Laure Marchand et Guillaume Perrier signent avec Thomas Azuelos un reportage sensible et intelligent, servi par la créativité graphique du dessinateur et enrichi par l’expérience du couple de journalistes correspondants à Istanbul depuis plus de dix ans. Grâce à la place laissée au dessin, derrière le plaidoyer pour la reconnaissance du génocide, le récit aborde en bande dessinée une dimension plus individuelle et symbolique de l’identité arménienne par la mise en scène d’un dialogue entre les descendants de la Diaspora et les Arméniens de Turquie.

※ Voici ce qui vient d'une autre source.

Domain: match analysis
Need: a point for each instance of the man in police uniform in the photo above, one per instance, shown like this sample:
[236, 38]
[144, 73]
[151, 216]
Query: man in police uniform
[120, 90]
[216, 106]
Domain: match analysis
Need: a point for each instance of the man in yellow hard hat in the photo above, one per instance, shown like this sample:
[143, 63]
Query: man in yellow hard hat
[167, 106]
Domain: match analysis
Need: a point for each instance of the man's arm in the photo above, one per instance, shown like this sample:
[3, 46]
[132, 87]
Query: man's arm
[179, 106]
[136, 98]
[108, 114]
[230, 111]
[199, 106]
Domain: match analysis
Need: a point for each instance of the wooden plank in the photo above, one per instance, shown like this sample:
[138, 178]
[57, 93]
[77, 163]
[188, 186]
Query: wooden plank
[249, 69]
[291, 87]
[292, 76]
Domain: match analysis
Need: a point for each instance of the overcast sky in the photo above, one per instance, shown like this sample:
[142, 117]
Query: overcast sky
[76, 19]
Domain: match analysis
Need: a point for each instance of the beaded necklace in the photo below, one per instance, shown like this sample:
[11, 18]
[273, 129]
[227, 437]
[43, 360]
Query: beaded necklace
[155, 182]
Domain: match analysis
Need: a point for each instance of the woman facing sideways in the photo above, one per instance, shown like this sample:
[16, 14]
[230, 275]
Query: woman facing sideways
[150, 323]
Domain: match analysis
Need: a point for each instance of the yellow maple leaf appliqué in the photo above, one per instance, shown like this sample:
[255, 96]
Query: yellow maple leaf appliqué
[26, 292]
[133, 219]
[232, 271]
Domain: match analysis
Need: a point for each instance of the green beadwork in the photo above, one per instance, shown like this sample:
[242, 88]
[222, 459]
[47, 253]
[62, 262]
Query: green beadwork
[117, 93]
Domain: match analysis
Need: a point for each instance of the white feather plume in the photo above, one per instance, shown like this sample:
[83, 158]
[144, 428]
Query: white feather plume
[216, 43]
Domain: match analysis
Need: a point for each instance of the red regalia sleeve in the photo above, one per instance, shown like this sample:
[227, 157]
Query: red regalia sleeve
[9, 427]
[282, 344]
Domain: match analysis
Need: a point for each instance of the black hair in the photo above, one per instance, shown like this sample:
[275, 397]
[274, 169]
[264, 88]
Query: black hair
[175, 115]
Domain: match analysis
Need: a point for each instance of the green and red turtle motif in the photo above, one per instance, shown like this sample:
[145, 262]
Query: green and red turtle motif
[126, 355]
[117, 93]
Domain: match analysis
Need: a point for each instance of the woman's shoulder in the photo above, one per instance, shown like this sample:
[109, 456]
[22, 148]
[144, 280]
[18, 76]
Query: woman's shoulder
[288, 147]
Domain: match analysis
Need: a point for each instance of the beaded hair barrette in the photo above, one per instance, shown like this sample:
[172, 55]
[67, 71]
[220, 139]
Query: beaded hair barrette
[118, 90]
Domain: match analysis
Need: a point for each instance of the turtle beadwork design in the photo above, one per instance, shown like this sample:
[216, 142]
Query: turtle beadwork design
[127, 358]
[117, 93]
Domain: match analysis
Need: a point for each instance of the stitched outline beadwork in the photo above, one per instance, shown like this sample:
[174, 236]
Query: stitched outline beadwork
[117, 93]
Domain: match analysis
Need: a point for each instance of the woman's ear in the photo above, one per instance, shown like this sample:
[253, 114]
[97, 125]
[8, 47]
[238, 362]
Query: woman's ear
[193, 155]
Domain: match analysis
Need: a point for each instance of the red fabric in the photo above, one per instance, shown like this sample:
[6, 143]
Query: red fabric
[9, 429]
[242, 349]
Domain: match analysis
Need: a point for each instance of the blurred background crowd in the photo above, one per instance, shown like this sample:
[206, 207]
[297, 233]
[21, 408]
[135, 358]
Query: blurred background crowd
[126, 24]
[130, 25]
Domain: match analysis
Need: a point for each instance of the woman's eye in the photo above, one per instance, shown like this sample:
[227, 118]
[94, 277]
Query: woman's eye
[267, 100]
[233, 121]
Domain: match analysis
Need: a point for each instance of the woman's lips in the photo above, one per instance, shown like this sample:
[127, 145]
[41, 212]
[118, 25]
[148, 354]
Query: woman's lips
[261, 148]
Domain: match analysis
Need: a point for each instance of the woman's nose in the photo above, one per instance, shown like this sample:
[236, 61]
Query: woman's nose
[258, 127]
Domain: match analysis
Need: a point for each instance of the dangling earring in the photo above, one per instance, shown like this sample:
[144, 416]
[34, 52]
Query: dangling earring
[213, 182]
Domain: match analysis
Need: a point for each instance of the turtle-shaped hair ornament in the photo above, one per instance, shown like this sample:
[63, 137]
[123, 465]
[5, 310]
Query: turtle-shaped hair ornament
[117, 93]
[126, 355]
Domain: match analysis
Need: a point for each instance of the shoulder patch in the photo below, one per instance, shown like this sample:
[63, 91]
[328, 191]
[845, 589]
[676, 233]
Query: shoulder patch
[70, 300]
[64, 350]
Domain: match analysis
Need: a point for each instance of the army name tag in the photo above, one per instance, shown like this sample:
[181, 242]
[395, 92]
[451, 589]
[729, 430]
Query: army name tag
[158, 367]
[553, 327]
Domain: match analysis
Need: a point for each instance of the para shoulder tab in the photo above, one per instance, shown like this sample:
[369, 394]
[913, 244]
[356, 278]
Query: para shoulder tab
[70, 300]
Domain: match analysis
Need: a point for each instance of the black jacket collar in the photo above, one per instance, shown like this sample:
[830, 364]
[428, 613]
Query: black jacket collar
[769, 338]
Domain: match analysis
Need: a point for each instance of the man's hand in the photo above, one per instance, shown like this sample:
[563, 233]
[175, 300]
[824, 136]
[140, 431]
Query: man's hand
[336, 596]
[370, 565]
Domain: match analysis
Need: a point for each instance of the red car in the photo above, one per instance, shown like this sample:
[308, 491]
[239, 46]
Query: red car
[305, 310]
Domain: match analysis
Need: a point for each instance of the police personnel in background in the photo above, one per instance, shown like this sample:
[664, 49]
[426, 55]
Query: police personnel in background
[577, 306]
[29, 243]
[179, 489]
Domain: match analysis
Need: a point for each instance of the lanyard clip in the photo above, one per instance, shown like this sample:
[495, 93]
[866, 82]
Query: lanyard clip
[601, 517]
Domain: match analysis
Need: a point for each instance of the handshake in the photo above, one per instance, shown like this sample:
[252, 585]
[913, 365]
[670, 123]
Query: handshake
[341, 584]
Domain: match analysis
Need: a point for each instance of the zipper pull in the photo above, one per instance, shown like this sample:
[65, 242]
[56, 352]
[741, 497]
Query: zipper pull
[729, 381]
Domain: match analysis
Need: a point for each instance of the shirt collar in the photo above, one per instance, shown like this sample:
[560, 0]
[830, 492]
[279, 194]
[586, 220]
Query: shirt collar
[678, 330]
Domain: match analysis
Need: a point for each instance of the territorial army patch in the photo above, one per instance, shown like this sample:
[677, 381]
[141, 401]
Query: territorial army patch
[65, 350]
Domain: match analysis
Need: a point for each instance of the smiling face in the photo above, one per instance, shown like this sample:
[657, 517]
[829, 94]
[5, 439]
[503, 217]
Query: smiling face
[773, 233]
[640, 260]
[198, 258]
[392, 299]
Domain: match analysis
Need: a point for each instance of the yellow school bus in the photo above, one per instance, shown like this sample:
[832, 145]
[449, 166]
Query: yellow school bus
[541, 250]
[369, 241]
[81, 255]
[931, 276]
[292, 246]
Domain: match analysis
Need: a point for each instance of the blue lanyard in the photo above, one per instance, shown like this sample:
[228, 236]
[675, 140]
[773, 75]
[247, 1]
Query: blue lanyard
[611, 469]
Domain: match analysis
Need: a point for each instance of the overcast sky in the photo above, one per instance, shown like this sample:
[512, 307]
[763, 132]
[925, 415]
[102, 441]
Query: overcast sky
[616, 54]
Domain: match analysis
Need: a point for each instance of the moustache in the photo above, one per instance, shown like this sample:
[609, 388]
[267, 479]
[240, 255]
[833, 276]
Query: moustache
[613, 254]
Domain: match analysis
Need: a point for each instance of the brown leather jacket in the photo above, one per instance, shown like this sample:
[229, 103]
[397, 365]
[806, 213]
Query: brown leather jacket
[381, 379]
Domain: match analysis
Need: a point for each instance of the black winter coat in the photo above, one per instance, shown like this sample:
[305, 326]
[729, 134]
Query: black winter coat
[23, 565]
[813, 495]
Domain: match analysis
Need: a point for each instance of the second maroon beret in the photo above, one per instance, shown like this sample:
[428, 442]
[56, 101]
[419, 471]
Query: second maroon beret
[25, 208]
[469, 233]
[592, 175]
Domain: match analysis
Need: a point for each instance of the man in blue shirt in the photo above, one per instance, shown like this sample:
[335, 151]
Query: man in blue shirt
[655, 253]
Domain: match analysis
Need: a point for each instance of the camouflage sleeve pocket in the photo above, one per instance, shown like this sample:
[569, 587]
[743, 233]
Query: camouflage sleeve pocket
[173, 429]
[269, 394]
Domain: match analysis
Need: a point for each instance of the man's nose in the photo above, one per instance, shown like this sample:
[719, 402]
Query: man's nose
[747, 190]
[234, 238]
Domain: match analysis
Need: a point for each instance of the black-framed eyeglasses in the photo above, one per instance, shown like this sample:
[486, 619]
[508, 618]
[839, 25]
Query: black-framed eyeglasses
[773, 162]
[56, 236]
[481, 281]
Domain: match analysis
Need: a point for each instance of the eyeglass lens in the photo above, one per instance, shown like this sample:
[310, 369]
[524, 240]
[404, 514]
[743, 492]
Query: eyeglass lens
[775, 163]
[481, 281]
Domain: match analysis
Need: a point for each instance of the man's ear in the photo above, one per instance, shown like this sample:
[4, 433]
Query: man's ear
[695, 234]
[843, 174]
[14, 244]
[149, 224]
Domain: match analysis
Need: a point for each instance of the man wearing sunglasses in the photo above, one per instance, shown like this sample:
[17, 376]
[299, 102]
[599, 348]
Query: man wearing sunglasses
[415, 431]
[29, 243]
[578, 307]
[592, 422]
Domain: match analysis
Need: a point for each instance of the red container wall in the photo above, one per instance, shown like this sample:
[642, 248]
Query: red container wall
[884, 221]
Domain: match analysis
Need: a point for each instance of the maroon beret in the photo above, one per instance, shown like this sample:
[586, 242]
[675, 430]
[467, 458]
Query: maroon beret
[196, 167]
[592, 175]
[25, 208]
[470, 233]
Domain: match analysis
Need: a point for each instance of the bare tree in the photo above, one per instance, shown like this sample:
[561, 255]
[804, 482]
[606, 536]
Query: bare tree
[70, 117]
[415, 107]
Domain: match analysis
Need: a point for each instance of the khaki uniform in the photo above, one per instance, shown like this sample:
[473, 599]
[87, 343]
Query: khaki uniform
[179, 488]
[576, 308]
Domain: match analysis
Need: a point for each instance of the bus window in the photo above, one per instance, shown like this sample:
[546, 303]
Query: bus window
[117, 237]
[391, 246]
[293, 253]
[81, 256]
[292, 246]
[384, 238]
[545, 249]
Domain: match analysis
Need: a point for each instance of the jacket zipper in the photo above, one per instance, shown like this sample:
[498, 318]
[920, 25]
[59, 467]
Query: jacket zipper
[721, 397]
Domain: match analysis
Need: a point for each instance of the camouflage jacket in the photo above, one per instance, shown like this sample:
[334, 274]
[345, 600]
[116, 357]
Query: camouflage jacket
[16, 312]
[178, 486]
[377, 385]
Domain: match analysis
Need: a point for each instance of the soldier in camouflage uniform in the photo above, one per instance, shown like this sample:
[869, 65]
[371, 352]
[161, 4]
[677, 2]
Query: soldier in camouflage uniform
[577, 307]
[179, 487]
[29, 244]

Dimanche 20 avril 2014. Première case. Atatürk Airport du nom de Mustafa Kemal Atatürk, le Turc-père, fondateur nationaliste et président de 1923 à 1938 de la République de Turquie. Premier voyage dans cet « Auschwitz à ciel ouvert » pour ce couple de descendants de rescapés. Brigitte Balian et Christian Varoujan Artin, atterrissent à Istanbul le dimanche 20 avril 2014, pour organiser une exposition à Diyarbakir, la capitale des Kurdes en Turquie, à l’occasion du 99ème anniversaire du génocide. Ils viennent présenter en grands tirages, les photos de survivants prises à Marseille à leur arrivée. En France, réfugiés dans des camps, les Arméniens n’ont aucune possibilité de retour.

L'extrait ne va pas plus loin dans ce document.